Мушиный парламент. Как и все горожане, Элиас старался держаться подальше. Сюда приходят только бабы-ассенизаторы: шест на натруженных плечах, на шесте — бочка с содержимым выгребных ям. Какие только легенды не ходят в городе про Мушиный парламент… легенды и страшные истории: мол, злоумышленники прячут там трупы, а глисты вырастают до таких размеров, что им ничего не стоит, к примеру, задушить крысу или кошку, если те не проявят должной осторожности. Настоящие драконы. Глубина свалки — предмет вечных споров и обсуждений. Языческий истукан из дерьма, пять саженей в высоту и втрое больше в ширину. Кто-то говорит — все семь, другие не верят. В общем, идол говнопоклонников. Не раз Элиас слышал, как Мушиный парламент сравнивают с так и не поставленной конной статуей Густаву Адольфу на площади перед оперой. Говорят, у коня оказались слишком тонкие ноги. Будет позор на весь мир, если эти чересчур слабые ноги подломятся под тяжестью неудачливого короля. Не подпорки же ставить.
Но постамент соорудили. И теперь горожане хмыкают: зачем ставить еще один монумент человеческой тщете, когда один уже есть? — и показывают на юг, откуда при северном ветре доносится вонь человеческих выделений.
Куча ограждена массивным забором с глубоко вкопанными столбами — во избежание риска, что поперечные доски не выдержат. К забору приставлена полусгнившая широкая лесенка, чтобы легче было опрокидывать бочки с фекалиями. Остается только спрыгнуть. Элиас сел на верхнюю ступеньку, попробовал ногой — полужидкая масса, кое-где уже перевалившая за забор. Дна нет. Он мысленно поблагодарил Бога за ниспосланный дождь, который только что проклинал, и взял девушку за руку. Зажмурился — и они прыгнули.
Они оказались в канаве. Жижа достигала до груди, но она словно засасывала: ноги очень медленно погружались все глубже. И нестерпимая вонь, едкая и переменчивая. Элиас постарался дышать ртом, процеживая воздух сквозь сжатые зубы. Сильно кружилась голова, и он молча молил Бога, чтобы не потерять сознание. Несколько раз вырвало. В конце концов догадался: сильно ущипнул себя за руку. Боль направила сознание по другому руслу.
Про девушку вспомнил далеко не сразу. Обернулся — ну и ну. Ей как будто все равно. Те же странные глаза, куда глядит — неизвестно. Только дрожит. Замерзла, наверное. Но главная беда — их по-прежнему легко увидеть, достаточно бросить взгляд в сторону Мушиного парламента.
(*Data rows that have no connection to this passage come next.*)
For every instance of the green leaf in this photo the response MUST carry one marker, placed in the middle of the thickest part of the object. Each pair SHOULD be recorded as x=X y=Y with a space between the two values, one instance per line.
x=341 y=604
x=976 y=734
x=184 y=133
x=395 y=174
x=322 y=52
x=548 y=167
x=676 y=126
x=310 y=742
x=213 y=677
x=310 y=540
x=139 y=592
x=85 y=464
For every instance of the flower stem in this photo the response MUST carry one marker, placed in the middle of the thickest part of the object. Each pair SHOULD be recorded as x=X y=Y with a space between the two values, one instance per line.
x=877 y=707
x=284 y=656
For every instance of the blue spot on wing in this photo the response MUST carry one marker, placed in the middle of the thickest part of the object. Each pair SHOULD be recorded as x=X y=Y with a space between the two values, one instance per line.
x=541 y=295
Спасение одно — забраться на самый верх этой кучи. Он выбрал самое пологое место и полез наверх, то и дело оскользаясь и сползая вниз. Опять спустился, отломил доску от забора. Только так: этой занозистой лопаткой делал что-то наподобие ступеньки, поднимался и рыл следующую. Каждый раз оглядывался, понимал, как мало пройдено и как много осталось, и на глаза наворачивались слезы. Девушку приходилось тащить за собой.
— Помоги же мне… ты большая и тяжелая. Лезь сама. Иначе мне дорога в тюрьму, а тебе — в Прядильный дом.
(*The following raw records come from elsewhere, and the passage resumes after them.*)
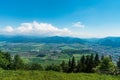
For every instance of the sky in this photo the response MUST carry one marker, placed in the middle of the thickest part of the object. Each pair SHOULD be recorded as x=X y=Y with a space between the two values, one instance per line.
x=76 y=18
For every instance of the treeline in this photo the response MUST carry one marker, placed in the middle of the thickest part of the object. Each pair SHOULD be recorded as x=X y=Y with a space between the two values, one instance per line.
x=87 y=63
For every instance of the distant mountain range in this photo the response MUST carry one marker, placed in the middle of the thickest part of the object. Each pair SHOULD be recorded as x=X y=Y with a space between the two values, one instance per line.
x=53 y=39
x=108 y=41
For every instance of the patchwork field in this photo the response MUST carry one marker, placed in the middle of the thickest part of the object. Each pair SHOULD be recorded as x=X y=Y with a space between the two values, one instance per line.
x=50 y=75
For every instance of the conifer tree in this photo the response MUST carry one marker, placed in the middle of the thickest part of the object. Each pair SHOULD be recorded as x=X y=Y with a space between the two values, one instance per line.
x=118 y=63
x=96 y=60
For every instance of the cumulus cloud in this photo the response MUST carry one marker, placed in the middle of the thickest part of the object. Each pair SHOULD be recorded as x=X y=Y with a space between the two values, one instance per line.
x=35 y=28
x=78 y=24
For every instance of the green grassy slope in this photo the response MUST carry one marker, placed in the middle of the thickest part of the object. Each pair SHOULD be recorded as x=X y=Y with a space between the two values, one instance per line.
x=50 y=75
Странно, но она, как ему показалось, поняла. Дальше дело пошло лучше. Он подталкивал ее со спины, помогал найти правильное положение. Прошла вечность, прежде чем они добрались до вершины. Там, как он и предполагал, было углубление, достаточное, чтобы скрыть два маленьких лежащих тела.
Он прижался к ней плотнее — к вечеру начало резко холодать, и они замерли, крепко обнявшись, скрытые от людских глаз непрекращающимся дождем и подкравшимися сумерками.